I used one of those WL Toys bricks in an indoor build too and I like how it performs - but it requires that I rebind the receiver every single time it gets plugged in. That part is a little annoying!
 

Vimana89

Well-known member
#7
Cool old rubber band glider! I like the dihedrals. Should make a good RC. I think RET would be best, don't know how ailerons would do with that much dihedral angle.
 

TooJung2Die

Well-known member
#8
I used one of those WL Toys bricks in an indoor build too and I like how it performs - but it requires that I rebind the receiver every single time it gets plugged in. That part is a little annoying!
The brick works great in the F949. Binding is no hassle. Plug in receiver battery. Hold down bind button and turn on transmitter. Turn transmitter off/on. It's ready to fly.
I assume you're going with a 3 channel throttle/elevator/rudder control and not adding ailerons?
Yessir.

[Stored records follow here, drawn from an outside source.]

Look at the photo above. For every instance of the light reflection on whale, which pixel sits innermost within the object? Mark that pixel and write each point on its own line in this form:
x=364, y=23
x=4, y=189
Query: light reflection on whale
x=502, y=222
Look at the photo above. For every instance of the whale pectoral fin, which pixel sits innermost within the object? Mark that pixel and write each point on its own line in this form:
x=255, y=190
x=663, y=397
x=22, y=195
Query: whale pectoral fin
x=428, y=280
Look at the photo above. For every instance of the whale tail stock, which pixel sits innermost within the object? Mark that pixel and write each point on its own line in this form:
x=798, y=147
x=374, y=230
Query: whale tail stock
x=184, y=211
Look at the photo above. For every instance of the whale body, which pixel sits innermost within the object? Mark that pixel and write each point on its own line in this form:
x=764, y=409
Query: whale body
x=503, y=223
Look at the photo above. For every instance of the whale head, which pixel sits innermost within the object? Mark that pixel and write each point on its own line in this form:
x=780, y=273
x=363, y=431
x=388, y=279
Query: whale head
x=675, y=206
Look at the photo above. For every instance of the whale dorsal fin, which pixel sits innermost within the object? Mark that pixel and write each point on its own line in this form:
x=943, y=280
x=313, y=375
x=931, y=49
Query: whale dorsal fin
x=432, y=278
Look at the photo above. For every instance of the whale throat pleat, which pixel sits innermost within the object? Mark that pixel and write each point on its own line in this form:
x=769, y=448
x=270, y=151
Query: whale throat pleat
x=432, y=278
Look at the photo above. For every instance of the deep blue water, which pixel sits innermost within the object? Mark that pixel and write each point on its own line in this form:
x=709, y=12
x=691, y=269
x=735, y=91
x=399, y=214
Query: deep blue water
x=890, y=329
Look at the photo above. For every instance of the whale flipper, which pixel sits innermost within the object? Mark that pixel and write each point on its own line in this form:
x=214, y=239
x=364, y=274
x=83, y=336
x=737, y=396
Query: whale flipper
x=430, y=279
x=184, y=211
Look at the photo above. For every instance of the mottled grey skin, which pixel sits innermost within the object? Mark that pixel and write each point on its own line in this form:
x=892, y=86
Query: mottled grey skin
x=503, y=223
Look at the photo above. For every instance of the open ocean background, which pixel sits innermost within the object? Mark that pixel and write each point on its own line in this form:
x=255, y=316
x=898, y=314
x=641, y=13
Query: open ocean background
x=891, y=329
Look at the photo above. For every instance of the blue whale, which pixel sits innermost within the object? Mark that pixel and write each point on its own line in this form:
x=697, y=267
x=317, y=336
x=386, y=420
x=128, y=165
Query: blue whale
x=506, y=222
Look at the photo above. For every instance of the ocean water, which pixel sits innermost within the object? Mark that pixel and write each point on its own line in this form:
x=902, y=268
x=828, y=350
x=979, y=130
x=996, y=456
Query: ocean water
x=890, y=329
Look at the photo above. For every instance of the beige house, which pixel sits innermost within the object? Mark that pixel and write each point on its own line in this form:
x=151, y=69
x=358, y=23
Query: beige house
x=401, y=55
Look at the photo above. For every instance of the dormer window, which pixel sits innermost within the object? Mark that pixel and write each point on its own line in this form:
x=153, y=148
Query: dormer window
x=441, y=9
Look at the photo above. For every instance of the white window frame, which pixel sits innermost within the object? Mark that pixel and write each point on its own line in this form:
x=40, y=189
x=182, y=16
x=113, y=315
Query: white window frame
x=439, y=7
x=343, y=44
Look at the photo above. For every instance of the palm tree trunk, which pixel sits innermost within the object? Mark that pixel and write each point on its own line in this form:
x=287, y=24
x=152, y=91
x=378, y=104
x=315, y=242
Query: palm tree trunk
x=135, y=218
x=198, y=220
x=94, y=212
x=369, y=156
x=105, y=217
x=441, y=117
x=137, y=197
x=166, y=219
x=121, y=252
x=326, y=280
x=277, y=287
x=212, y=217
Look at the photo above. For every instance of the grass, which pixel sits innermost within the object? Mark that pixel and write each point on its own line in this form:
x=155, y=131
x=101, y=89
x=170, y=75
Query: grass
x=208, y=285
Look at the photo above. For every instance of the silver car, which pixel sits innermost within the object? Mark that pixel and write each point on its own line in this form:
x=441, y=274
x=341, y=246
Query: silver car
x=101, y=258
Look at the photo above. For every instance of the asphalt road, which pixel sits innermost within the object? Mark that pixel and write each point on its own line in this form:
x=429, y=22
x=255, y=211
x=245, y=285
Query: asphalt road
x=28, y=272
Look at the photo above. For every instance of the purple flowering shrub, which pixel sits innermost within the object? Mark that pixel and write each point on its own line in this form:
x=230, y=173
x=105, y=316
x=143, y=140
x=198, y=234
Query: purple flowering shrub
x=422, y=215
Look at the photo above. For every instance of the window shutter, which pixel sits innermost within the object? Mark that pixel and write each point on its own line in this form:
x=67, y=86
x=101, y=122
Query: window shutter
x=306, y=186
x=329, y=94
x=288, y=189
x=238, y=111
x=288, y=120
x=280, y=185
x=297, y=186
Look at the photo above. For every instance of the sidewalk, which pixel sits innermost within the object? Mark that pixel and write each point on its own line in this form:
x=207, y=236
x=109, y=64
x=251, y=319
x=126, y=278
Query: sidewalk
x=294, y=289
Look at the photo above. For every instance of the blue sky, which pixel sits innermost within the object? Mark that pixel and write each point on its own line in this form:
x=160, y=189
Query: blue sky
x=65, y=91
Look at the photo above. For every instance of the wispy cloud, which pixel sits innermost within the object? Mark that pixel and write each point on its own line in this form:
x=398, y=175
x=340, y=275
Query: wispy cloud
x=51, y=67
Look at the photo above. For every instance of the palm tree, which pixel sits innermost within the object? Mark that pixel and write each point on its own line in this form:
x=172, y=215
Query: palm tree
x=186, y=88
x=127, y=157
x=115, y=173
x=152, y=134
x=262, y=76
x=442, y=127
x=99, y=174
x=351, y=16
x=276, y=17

Think of it as a free flight airplane with a rudder so it doesn't fly away. Power climb and glide down. Repeat. :)
I think RET would be best, don't know how ailerons would do with that much dihedral angle.
I agree, RET is the way to go. The angles of the polyhedral will be reduced by at least 50% for RC. It will not need that much angle to stabilize it since it will have a rudder. Too much polyhedral angle works against the rudder.

The horizontal and vertical stabilizers are assembled. I built the horizontal stab flat, no airfoil. It was recommended to eliminate trim issues when flying RC. The hinge lines for both control surfaces are added. I moved things around a bit from the plan. Just about everything will deviate from the plan to some degree.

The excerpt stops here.